A Bedouin Tent in West London

The Roman Catholic Church of Saint Mary Magdalen is down a long lane near the railway tracks in the London suburb of Mortlake. Built in 1846, it served a community of mostly Irish immigrants fleeing starvation and poverty in their homeland. There are a number of interesting graves in the churchyard, including John Bentley, the architect of Westminster Cathedral, and the Prince of Paris, Pretender to the throne of France.

The gravestones and monument are dwarfed by one surprising feature - a large tomb in the shape of an Arab tent - the last resting place of Captain Sir Richard Francis Burton KCMG FRCS (1821-1890) and his wife Isabel Arundell (1831-1896). Burton was an explorer, scholar, diplomat, soldier, linguist, poet and orientalist. Among his many achievements were: travelling in Arabia to Mecca, a city closed to all except Muslims, and making the Hajj disguised as a Muslim. He explored in Africa with Speke, investigating the great lakes area: Tanganiyka, Victoria, and Albert, partly hoping to find the source of the Nile.

His military career was in the army of the East India Company, and later, in the Crimean War.

Burton was an early anti-imperialist who wrote against colonial policy publicly and privately, a position which probably damaged his diplomatic career.

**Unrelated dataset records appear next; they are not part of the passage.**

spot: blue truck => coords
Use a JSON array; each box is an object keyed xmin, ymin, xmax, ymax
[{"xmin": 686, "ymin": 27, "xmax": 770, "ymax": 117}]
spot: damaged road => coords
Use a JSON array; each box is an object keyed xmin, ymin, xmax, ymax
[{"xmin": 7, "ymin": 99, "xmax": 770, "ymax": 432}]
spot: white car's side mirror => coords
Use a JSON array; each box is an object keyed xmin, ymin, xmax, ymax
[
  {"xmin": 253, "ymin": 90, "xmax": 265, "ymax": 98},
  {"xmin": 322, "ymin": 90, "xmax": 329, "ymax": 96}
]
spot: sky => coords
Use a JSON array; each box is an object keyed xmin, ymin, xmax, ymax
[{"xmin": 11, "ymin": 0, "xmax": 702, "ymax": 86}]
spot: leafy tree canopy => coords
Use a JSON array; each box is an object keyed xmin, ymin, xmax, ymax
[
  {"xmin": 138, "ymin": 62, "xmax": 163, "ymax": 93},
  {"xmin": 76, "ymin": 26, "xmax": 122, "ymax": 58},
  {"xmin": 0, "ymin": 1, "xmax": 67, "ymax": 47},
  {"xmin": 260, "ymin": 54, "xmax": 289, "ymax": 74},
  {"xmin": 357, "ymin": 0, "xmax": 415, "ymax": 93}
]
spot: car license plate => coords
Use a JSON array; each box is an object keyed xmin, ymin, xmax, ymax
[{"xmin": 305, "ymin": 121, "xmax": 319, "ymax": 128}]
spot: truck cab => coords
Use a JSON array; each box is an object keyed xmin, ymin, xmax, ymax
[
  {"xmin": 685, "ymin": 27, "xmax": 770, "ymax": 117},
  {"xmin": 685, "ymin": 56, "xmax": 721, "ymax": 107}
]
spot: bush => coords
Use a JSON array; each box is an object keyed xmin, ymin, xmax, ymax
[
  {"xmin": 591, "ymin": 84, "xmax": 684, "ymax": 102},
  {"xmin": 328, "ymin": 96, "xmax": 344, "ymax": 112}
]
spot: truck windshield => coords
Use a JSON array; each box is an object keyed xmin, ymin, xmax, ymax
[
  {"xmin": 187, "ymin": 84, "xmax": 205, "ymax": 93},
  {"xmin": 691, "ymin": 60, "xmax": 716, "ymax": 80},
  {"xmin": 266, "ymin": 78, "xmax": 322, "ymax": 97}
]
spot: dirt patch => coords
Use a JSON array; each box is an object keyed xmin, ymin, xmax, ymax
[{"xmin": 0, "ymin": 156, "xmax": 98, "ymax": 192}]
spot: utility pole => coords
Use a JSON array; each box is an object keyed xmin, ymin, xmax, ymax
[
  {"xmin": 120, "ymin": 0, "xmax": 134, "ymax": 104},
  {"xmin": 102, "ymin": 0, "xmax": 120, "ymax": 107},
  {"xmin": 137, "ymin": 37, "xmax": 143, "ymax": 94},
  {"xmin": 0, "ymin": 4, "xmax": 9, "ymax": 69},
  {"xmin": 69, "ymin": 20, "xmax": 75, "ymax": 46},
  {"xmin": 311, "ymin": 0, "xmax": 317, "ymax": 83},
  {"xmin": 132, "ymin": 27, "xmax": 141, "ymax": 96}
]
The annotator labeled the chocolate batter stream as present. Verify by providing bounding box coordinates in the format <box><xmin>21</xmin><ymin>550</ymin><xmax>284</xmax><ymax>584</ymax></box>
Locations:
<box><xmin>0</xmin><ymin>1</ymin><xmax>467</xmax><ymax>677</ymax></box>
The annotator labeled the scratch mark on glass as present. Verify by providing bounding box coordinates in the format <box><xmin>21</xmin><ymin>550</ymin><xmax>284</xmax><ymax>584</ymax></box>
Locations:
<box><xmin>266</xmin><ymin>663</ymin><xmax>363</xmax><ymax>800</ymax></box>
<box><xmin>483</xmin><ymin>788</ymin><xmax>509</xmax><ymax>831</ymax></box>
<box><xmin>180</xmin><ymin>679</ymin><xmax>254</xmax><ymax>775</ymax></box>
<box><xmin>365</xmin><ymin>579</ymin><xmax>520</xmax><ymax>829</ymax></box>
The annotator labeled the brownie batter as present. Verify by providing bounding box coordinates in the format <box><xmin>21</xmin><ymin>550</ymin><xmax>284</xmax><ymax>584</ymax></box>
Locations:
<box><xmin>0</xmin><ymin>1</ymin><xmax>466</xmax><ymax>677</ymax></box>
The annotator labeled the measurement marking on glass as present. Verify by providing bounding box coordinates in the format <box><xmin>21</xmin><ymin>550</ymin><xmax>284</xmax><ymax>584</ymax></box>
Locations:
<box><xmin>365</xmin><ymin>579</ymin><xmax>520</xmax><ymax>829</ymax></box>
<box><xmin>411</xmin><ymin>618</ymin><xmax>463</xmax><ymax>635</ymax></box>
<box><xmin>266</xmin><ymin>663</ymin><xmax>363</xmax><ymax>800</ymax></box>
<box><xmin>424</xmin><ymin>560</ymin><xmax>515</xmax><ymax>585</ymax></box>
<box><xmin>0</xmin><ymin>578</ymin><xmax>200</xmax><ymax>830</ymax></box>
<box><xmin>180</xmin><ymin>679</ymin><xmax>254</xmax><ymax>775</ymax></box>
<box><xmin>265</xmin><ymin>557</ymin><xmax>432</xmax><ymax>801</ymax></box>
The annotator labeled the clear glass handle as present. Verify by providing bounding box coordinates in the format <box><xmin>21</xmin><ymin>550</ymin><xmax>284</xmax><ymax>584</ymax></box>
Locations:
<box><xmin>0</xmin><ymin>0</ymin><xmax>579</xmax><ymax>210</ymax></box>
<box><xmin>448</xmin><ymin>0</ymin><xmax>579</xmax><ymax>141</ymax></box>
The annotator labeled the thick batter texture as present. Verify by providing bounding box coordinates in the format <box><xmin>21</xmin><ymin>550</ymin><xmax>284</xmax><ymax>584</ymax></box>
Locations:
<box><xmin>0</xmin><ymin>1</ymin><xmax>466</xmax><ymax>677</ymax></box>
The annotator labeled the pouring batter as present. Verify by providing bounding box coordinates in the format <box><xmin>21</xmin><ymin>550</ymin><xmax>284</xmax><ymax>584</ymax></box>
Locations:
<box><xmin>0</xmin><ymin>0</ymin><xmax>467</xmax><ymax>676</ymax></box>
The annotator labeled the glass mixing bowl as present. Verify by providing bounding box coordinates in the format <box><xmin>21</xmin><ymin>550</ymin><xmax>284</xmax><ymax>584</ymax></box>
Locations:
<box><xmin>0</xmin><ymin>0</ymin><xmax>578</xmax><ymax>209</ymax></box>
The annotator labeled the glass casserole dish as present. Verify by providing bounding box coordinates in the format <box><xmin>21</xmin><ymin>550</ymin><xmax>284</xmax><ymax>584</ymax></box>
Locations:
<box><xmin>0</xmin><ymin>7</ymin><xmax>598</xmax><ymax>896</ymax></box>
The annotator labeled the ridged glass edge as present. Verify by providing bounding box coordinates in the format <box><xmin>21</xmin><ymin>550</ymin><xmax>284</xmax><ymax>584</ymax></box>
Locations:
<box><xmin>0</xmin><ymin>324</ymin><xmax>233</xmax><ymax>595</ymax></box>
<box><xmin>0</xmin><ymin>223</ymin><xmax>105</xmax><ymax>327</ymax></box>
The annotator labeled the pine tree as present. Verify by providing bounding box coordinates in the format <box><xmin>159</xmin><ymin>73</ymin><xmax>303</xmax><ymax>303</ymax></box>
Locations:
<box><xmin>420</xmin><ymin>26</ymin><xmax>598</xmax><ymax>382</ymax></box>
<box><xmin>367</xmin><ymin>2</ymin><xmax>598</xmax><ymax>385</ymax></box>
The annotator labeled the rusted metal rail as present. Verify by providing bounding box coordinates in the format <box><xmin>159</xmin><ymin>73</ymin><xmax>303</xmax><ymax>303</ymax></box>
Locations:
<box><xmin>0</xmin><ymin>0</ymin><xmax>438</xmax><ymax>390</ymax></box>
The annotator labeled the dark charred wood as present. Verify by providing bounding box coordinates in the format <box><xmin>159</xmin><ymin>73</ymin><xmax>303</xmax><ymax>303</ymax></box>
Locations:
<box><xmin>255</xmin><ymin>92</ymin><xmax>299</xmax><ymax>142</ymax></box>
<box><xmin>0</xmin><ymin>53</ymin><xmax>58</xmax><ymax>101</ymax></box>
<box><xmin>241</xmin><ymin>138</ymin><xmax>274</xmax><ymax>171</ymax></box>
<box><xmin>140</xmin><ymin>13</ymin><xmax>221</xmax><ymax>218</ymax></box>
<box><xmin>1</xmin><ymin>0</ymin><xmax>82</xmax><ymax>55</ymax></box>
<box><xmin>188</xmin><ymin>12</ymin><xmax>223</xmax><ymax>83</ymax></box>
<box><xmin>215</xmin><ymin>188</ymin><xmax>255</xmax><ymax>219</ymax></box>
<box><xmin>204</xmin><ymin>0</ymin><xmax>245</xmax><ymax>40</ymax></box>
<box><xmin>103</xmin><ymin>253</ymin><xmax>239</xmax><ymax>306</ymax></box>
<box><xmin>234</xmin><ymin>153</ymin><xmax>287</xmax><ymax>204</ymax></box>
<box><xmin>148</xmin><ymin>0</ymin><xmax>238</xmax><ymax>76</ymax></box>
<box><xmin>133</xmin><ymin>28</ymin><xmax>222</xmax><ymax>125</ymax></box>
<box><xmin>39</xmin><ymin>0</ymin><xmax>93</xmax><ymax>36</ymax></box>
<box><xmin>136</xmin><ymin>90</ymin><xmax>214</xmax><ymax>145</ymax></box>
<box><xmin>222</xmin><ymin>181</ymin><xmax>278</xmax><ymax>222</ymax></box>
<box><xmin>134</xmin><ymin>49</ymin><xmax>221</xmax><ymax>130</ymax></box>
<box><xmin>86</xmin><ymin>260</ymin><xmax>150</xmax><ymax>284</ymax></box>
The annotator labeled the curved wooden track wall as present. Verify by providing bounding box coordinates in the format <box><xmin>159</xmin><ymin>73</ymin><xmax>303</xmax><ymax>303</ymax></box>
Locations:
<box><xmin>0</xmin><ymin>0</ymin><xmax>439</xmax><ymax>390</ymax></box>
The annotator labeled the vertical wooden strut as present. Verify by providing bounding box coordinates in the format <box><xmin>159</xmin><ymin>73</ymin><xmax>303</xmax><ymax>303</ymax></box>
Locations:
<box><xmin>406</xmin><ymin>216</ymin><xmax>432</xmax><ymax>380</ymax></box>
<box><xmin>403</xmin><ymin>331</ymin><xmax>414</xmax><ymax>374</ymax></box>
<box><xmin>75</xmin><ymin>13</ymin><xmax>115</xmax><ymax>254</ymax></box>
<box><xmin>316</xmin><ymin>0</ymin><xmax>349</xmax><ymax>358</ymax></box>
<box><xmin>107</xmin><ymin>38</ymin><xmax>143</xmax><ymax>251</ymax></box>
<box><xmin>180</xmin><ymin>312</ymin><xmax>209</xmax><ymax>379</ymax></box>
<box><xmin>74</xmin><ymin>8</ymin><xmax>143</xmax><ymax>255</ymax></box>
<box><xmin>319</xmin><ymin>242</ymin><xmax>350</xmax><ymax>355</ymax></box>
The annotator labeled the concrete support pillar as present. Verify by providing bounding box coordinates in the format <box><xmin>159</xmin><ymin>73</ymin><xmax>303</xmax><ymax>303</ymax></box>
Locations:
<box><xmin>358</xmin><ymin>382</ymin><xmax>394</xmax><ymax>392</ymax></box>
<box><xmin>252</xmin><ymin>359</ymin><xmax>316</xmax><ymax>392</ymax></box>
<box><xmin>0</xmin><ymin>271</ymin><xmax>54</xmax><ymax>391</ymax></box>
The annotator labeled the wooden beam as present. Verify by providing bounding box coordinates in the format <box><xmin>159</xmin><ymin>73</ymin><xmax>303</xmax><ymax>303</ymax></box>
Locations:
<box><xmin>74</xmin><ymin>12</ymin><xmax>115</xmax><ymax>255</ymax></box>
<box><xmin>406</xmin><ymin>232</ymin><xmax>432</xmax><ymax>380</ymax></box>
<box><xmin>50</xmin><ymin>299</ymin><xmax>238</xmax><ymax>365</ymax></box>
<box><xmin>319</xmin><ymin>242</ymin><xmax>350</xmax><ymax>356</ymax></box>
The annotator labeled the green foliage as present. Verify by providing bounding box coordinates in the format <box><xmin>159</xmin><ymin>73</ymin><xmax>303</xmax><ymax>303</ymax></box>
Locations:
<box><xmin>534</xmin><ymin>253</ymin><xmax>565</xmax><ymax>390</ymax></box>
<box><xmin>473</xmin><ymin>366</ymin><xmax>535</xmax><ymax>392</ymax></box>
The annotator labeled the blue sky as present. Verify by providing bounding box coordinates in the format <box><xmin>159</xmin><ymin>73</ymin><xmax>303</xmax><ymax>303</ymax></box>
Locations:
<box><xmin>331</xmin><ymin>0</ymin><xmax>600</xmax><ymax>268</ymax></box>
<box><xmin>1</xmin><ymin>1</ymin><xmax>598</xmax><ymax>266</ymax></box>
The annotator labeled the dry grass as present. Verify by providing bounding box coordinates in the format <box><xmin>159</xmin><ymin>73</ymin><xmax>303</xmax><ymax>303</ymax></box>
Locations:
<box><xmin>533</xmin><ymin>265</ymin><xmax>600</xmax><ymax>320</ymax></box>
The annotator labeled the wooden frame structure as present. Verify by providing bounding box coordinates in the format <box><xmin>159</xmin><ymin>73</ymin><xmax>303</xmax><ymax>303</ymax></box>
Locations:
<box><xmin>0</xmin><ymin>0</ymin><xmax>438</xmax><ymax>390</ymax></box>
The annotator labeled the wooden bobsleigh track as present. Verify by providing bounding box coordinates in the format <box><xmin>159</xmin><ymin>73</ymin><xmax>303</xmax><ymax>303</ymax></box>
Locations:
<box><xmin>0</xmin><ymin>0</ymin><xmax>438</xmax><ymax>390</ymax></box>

He was a prolific author, best known for his translations of erotic classics such as the Kama Sutra and the Book of a Thousand and One Nights and The Perfumed Garden. He also published on his travels in equatorial Africa, on swords and swordsmanship, and on his travels in Arabia.

He died on his last diplomatic posting, in Trieste. His distraught wife who had followed him on many of his travels to hostile and unhealthy climates built the remarkable mausoleum to house him, and eventually, herself.

The tomb is a square stone tent, carved to show the folds and drapes of the original it is modelled on. Inside are the two coffins, and, in keeping with the bedouin tent theme, strings of camel bells and hanging glass lanterns. At the rear of the tomb is a short ladder leading up to a viewing window.

There are two stone plaques on one side. The first is a simple memorial with the names and dates of Burton and Isabel. The second is a valedictory poem by Justin Huntley McCarthy, describing in a rather overwrought fashion, the loss to the world.

“Oh last and noblest of the errant knights,

The English Soldier or the Arab Sheik”

may well be one of the best descriptions of the turbulent and divided nature of Richard Burton.